After more than a decade of helping veterans and their families with post-traumatic stress disorder, Nancy Pitchford Zhe of Blue Star Ranch is putting out an “urgent and unprecedented” call for help: Her horses need a home. And fast.
Her all-volunteer network, aided by paid, licensed equine therapists, has thrived at Blue Star’s home on the 20800 block of Placerita Canyon Road for the past seven years, she said in a phone interview Monday.
But due to a recent change in ownership, the property she leases for her horses — the “four-legged therapists,” she joked — is now no longer available, and Blue Star Ranch needs a new home by the end of the month.

Everyone on the property was given 30 days’ notice on May 1, she said.
“We just want to let everybody know what’s going on with us, and hopefully, maybe there’s someone out there who will step forward and say, ‘I have room,’ and we’ll just go from there,” she said.
“If they host us, they can take a tax write-off from the IRS,” Zhe said, giving her pitch to potential new landlords. “We’re very organized. We’re an all-volunteer organization. We have fantastic volunteers, but we do need a place where they can feed our horses. We buy our own hay and everything.”
Zhe, who started the facility with her husband, John, in 2014, according to the Blue Star website, offers a 10-week course that also provides a certification for graduates. Quilts for Others, another nonprofit Nancy Pitchford Zhe is affiliated with, provides those who complete the course with one of their blankets.


“We try to put the veterans through the program for free, so they don’t have to pay, and so, it’s a constant challenge,” she said, referring to the cost for paying therapists and keeping the horses fed and housed.
The wish list for the new location includes: five horse stalls; parking for a golf cart and mini-garden tractor; electricity for refrigeration and cart charging; water access for a hose; a 60-foot pen or a space otherwise large enough for equine therapy; and on-site assistance with horse feeding (food provided).

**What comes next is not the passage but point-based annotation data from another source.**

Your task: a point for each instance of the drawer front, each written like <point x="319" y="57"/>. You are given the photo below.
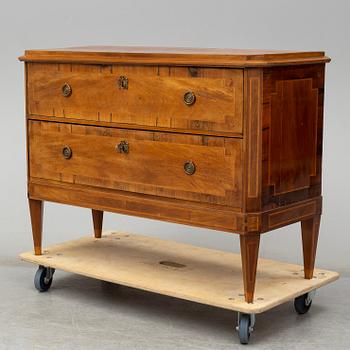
<point x="190" y="167"/>
<point x="203" y="99"/>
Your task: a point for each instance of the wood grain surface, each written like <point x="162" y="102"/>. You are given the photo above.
<point x="153" y="165"/>
<point x="214" y="57"/>
<point x="202" y="275"/>
<point x="154" y="97"/>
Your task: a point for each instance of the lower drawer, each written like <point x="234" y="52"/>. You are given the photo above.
<point x="189" y="167"/>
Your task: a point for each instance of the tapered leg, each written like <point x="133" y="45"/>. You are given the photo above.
<point x="249" y="254"/>
<point x="36" y="209"/>
<point x="309" y="231"/>
<point x="97" y="217"/>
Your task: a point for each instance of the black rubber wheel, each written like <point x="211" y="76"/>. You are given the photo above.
<point x="244" y="328"/>
<point x="302" y="304"/>
<point x="41" y="283"/>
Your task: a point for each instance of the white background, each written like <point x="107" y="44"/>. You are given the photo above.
<point x="295" y="25"/>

In addition to the courses for veterans, there’s help available for their loved ones, and there are somewhat regular men’s and women’s group sessions.
“We actually help the whole veteran family,” Zhe said, adding that PTSD can manifest with symptoms like night terrors, which can be very difficult for spouses and children to know how to respond to. “If there’s tension between the spouses or whatever, we’ll even bring the spouse into class to work it out.”
Zhe said she’s blown away by the measurable results from veterans who report significant improvements in their symptoms, which are based on what the veterans report at the beginning of the course and then again at the end of it.